# IEC Letter of Introduction



## peaceandpancakes (Sep 10, 2012)

Hi there, Looking for some advice please on IEC visa. 

I have filled out all the info ETC got email back and one saying if successful you will receive a letter a introduction. 

The next letter I got after this one said " welcome to IEC You have received your letter of introduction from citizenship and immigration Canada that outlines the next steps for your trip to Canada." it goes on. 

This may sound like a really silly question but the letter I received above is that my letter of introduction? is this what you have been sent too?. 

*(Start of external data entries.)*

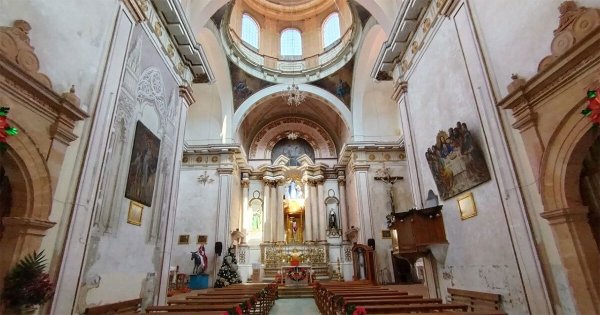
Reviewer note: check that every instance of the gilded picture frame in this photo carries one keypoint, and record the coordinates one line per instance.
(466, 206)
(202, 239)
(134, 216)
(183, 239)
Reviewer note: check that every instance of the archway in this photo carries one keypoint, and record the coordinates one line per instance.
(565, 211)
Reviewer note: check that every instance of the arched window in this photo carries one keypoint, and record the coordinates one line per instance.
(291, 42)
(250, 30)
(331, 29)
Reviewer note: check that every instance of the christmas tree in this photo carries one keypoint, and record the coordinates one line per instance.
(228, 273)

Just worried as thought it was and leaving for Canada in 4 weeks and wanted to make sure I'm not needing to chase up a missing email I did email them direct but no answer 

thanks for your help


----------



## Smileyshaz (Sep 4, 2012)

If you received it by email & it says you have been accepted - this is your letter! Congrats


----------



## belcher (Feb 26, 2012)

that is your letter,


----------



## peaceandpancakes (Sep 10, 2012)

*Thank you*

Hey, thankyou . Always best to double check as the wording was abit strange xx 

Can't wait to go now only 4 weeks left


----------



## steve47 (Sep 3, 2012)

peaceandpancakes said:


> Hey, thankyou . Always best to double check as the wording was abit strange xx
> 
> Can't wait to go now only 4 weeks left


I arrive in 7 days and I'm well excited. Where are you heading to?


----------



## peaceandpancakes (Sep 10, 2012)

steve47 said:


> I arrive in 7 days and I'm well excited. Where are you heading to?

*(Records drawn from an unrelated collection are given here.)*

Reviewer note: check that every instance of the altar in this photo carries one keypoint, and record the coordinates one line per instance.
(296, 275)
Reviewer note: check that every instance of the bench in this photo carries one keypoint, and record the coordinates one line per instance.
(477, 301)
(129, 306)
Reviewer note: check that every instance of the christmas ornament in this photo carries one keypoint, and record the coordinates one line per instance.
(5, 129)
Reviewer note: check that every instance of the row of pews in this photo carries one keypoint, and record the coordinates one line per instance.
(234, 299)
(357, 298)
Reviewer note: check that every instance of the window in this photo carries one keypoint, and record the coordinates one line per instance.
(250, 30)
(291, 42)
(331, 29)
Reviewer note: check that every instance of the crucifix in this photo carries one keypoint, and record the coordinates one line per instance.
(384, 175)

I'm flying to Vancouver having a little holiday there for a few days then going to Fernie for the winter season, where are you going?


----------



## steve47 (Sep 3, 2012)

peaceandpancakes said:


> I'm flying to Vancouver having a little holiday there for a few days then going to Fernie for the winter season, where are you going?


I'm planning to hit the other end of Canada - Toronto.


----------